🤖 AI Summary
This work addresses the challenge of deploying large language models (LLMs) in industrial human–robot collaboration, where their inherent non-determinism and lack of safety guarantees hinder reliable generation of executable robot commands. To overcome this limitation, the authors propose a syntax-constrained two-stage framework: first, a fine-tuned LLM coupled with a structured language model (SLM) translates natural language instructions into standardized JSON-formatted commands; second, a grammar parser integrated with a validation feedback loop enables automatic error correction and iterative refinement. By synergistically combining the semantic fluency of LLMs with grammar-driven structural constraints, the approach achieves state-of-the-art performance on the HuRIC dataset, significantly outperforming both pure API-based LLM prompting and conventional grammar-driven natural language understanding (NLU) models in terms of command validity, executability, and task success rate—thereby enhancing both safety and efficiency in industrial human–robot interaction.
📝 Abstract
Human-robot collaboration in industrial settings requires precise and reliable communication to enhance operational efficiency. While Large Language Models (LLMs) understand general language, they often lack the domain-specific rigidity needed for safe and executable industrial commands. To address this gap, this paper introduces a novel grammar-constrained LLM that integrates a grammar-driven Natural Language Understanding (NLU) system with a fine-tuned LLM, which enables both conversational flexibility and the deterministic precision required in robotics. Our method employs a two-stage process.

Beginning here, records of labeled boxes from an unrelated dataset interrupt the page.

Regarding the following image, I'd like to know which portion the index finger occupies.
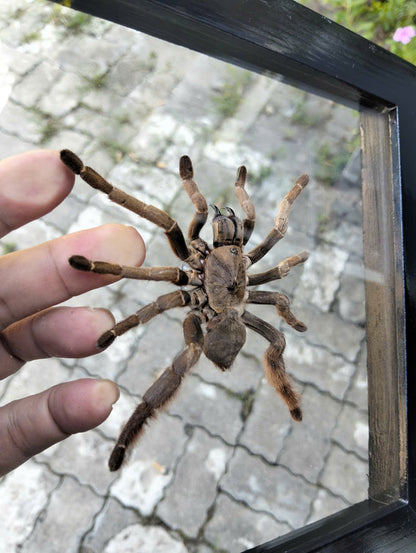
[0,150,74,237]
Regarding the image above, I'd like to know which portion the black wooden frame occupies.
[49,0,416,553]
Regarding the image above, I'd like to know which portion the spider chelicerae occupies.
[61,150,309,471]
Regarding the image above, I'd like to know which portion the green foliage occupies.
[314,135,360,186]
[301,0,416,64]
[212,67,251,117]
[49,0,92,35]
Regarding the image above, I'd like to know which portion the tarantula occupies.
[61,150,309,471]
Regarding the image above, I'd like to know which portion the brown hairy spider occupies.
[61,150,309,471]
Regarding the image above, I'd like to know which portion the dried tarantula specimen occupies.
[61,150,309,471]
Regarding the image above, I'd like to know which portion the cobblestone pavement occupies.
[0,0,368,553]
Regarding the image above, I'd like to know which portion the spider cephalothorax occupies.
[61,150,308,470]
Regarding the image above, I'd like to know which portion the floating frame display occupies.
[47,0,416,553]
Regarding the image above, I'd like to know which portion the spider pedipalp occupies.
[61,150,308,471]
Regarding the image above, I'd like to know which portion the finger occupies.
[0,224,145,329]
[0,150,74,237]
[0,307,114,380]
[0,379,119,476]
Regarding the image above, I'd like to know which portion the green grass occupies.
[212,67,252,117]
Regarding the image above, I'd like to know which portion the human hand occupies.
[0,151,145,476]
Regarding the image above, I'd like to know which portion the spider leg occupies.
[247,290,307,332]
[68,255,195,286]
[247,251,309,286]
[97,290,191,349]
[242,311,302,422]
[108,311,204,471]
[235,165,256,244]
[245,175,309,265]
[61,150,189,261]
[179,156,208,244]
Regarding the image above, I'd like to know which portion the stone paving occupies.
[0,0,368,553]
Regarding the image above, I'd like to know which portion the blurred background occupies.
[0,0,368,553]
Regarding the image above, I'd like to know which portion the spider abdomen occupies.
[204,245,246,313]
[204,309,246,371]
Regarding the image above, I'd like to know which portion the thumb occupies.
[0,379,119,476]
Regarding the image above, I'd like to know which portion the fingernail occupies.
[92,380,120,409]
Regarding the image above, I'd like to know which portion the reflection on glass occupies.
[0,0,368,553]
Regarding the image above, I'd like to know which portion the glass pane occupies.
[0,0,368,553]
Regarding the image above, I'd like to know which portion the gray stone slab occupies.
[239,378,292,463]
[21,477,104,553]
[13,61,60,107]
[284,330,356,399]
[168,375,243,444]
[103,524,187,553]
[332,404,368,460]
[195,352,264,396]
[118,312,185,396]
[337,256,366,326]
[0,461,59,552]
[79,497,139,553]
[278,386,342,483]
[40,430,116,496]
[347,343,368,411]
[204,494,290,553]
[0,101,42,143]
[110,410,188,516]
[156,429,232,538]
[0,132,36,158]
[292,300,365,363]
[221,448,315,528]
[308,489,350,524]
[297,244,348,312]
[39,73,85,118]
[320,445,368,503]
[54,34,129,78]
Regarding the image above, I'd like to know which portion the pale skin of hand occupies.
[0,150,145,476]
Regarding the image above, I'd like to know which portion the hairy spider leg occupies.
[247,251,309,286]
[97,290,191,349]
[244,175,309,265]
[247,290,307,332]
[60,150,189,261]
[179,156,208,241]
[68,255,190,286]
[108,311,204,471]
[242,311,302,422]
[234,165,256,245]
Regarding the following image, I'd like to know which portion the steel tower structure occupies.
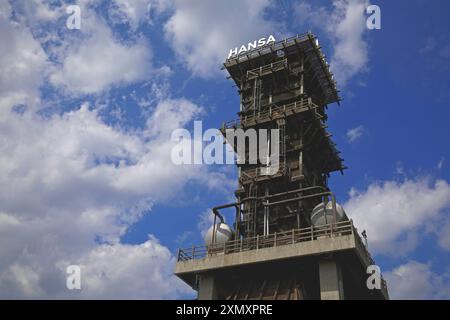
[175,33,388,299]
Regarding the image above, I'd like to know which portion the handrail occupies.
[178,220,354,261]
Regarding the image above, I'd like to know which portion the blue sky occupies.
[0,0,450,299]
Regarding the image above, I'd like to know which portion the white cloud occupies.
[50,20,154,94]
[71,237,193,299]
[110,0,172,30]
[165,0,280,77]
[346,125,366,143]
[344,177,450,255]
[295,0,369,86]
[437,219,450,251]
[0,2,47,113]
[384,261,450,300]
[0,100,213,298]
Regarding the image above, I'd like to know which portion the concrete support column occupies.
[319,260,344,300]
[197,274,218,300]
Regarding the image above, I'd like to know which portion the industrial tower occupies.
[175,33,388,300]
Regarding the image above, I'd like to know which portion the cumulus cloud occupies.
[295,0,370,86]
[346,125,366,143]
[109,0,172,30]
[50,9,154,94]
[165,0,280,77]
[0,100,216,298]
[344,177,450,255]
[0,1,232,298]
[384,260,450,300]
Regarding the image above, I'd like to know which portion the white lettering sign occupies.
[228,35,275,59]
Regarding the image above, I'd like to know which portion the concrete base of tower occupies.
[319,259,344,300]
[175,225,389,300]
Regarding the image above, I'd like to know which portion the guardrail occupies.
[178,220,359,261]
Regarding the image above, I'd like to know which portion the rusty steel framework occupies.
[175,33,389,300]
[214,33,345,238]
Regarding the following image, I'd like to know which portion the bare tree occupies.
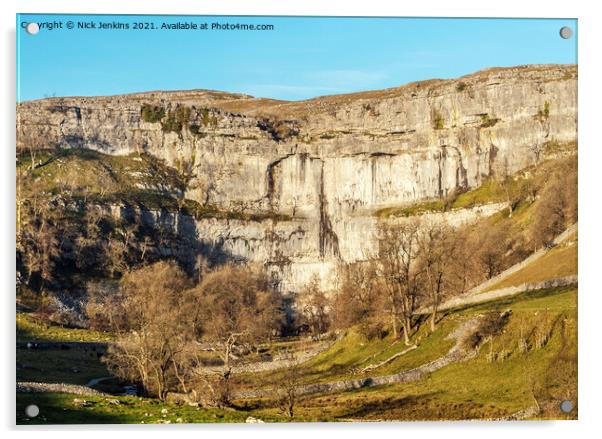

First, a fine-tuned LLM performs high-level contextual reasoning and parameter inference on natural language inputs. Second, a Structured Language Model (SLM) and a grammar-based canonicalizer constrain the LLM's output, forcing it into a standardized symbolic format composed of valid action frames and command elements. This process guarantees that generated commands are valid and structured in a robot-readable JSON format. A key feature of the proposed model is a validation and feedback loop. A grammar parser validates the output against a predefined list of executable robotic actions. If a command is invalid, the system automatically generates corrective prompts and re-engages the LLM. This iterative self-correction mechanism allows the model to recover from initial interpretation errors to improve system robustness. We evaluate our grammar-constrained hybrid model against two baselines: a fine-tuned API-based LLM and a standalone grammar-driven NLU model. Using the Human Robot Interaction Corpus (HuRIC) dataset, we demonstrate that the hybrid approach achieves superior command validity, which promotes safer and more effective industrial human-robot collaboration.